When New York University shut down in March, “working poor students were left in the dust,” says senior Anna Moritz (who uses they/them pronouns). “I remember seeing at least three mutual aid Google Docs, where students were trying to redistribute their funds to help people pay for food or moving costs, or maybe a month’s rent.” This fall, Mortiz helped open a new food pantry specifically for New York City college students (not just NYU), in partnership with the Trinity Lower East Side Lutheran Parish. Undergrad and graduate students just need an ID from any city college to pick up a free bag of groceries. In its first two weeks, Moritz said the College Student Pantry distributed 78 bags of groceries to students from eight schools including CUNY, Cooper-Union, Pace, and St. John’s. Nonetheless, Moritz thinks there are thousands more students who could be served. “The need is definitely there, [but] a lot of people still don’t know about it yet,” they said. In the time of Covid-19, “It’s not like I can flyer inside of dorms. Any sort of physical relationship-building with other student activists or organizations on campus is pretty much impossible.”
Freudenberg and his colleagues at the Urban Food Policy Institute want to see more food pantries become “hubs for connecting people to community-based services” close to where students live, accessible both in-person and virtually. To address the underlying issues that are making food pantries necessary in the first place, they believe colleges need to focus on getting eligible students enrolled in SNAP, stop seeing “food services as a revenue stream, rather than health and well-being support,” and move towards free and reduced campus food offerings like the National School Lunch Program for public school students. “It could begin in community colleges where the needs are highest, and then expand to public universities and other schools that serve low-income populations.” Another strategy, which he said CUNY is currently piloting, is supermarket partnerships that would give students discounts on healthy foods.

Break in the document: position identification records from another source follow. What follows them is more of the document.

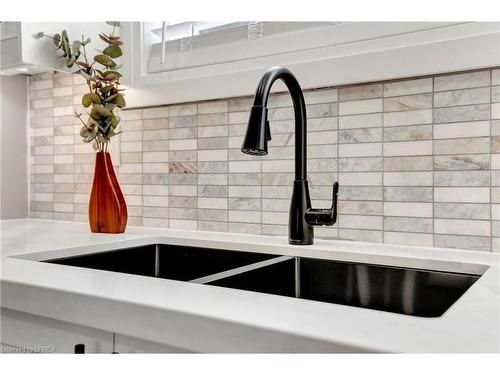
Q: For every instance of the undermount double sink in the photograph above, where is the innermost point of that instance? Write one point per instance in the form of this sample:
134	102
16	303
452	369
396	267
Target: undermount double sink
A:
409	291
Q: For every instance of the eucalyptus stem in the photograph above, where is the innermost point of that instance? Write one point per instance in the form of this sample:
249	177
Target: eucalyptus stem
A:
103	81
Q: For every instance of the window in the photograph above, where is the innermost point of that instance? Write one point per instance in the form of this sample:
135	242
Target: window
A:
208	60
189	45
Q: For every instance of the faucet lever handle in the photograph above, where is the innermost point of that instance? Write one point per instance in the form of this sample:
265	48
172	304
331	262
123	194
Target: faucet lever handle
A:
324	216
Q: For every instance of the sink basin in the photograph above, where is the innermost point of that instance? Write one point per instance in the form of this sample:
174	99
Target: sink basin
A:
400	290
423	293
182	263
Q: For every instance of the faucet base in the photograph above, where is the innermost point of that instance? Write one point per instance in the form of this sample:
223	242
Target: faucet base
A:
299	231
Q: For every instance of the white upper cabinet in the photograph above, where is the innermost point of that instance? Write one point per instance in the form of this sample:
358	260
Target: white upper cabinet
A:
22	50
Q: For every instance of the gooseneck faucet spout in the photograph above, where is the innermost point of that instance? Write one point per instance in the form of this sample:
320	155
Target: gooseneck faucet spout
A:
302	217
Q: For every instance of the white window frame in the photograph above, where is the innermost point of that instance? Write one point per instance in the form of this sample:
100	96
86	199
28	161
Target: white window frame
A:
339	54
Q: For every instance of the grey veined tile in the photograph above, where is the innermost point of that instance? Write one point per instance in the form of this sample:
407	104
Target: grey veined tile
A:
360	135
462	178
408	194
462	146
462	162
408	133
462	97
464	113
462	211
463	242
360	92
408	87
407	103
462	81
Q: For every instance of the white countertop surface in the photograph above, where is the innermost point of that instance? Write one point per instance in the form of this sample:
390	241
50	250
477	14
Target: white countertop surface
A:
212	319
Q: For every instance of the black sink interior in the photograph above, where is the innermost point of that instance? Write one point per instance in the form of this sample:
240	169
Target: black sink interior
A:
407	291
182	263
399	290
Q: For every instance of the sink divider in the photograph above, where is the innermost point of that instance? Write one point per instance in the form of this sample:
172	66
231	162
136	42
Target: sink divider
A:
297	277
157	260
239	270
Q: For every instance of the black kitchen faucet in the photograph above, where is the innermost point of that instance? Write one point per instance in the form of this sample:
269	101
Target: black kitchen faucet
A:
302	216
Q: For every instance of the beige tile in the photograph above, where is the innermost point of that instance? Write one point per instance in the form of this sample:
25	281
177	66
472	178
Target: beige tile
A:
360	106
462	227
462	146
462	81
462	194
462	97
408	87
408	209
416	117
408	103
408	179
462	129
408	148
360	92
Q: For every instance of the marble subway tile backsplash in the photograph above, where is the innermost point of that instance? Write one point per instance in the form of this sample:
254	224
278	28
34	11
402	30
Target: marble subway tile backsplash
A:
418	161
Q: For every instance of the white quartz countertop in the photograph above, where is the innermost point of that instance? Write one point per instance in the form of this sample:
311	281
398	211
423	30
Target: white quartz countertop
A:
211	319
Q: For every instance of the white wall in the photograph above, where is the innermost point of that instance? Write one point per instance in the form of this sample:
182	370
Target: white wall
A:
14	148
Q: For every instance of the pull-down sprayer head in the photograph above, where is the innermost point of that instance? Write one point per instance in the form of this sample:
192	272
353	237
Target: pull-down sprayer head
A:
258	132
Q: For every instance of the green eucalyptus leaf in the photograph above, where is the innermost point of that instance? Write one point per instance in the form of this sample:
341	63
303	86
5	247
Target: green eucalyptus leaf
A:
111	75
114	121
88	133
105	60
120	101
57	39
102	111
105	89
86	76
95	98
111	98
86	100
71	61
113	51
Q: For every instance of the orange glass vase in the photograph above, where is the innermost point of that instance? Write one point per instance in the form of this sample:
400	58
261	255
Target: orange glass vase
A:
107	207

College food pantries also fall under the charity model, which is based on hierarchical giving within existing systems. While useful in providing food directly to students in need, pantries are intended as short-term relief, not as solutions to address the larger issues of poverty and gutted student aid that created the fundamental resource deficits in the first place. Anti-hunger advocates are increasingly promoting a mutual aid model, based on the idea that everyone has something to contribute to meet each other’s basic needs, and focused on addressing the causes—not just the effects—of inequality. For example, through college mutual aid groups, students have shared extra meal swipes and points, ordered meals, bought groceries for one another, and even given airline miles and storage space to peers kicked out of campus housing. But these student networks, at least in the short term, are still up against state and federal policies and baked-in systemic issues.
“The pandemic has shown that when there’s a will, Congress can find $2 trillion to create new programs,” Freudenberg said. Our current Congress proposed 17 bills addressing college food insecurity even before the pandemic hit, yet none of the four proposed Covid relief bills have specifically addressed college food insecurity. “The goal should not be, after the pandemic is over, to go back to tiny food pantries that provide a little bit of help to hungry students,” he added. “We need to come up with a system that ends food insecurity on college campuses. I think that’s an attainable goal.”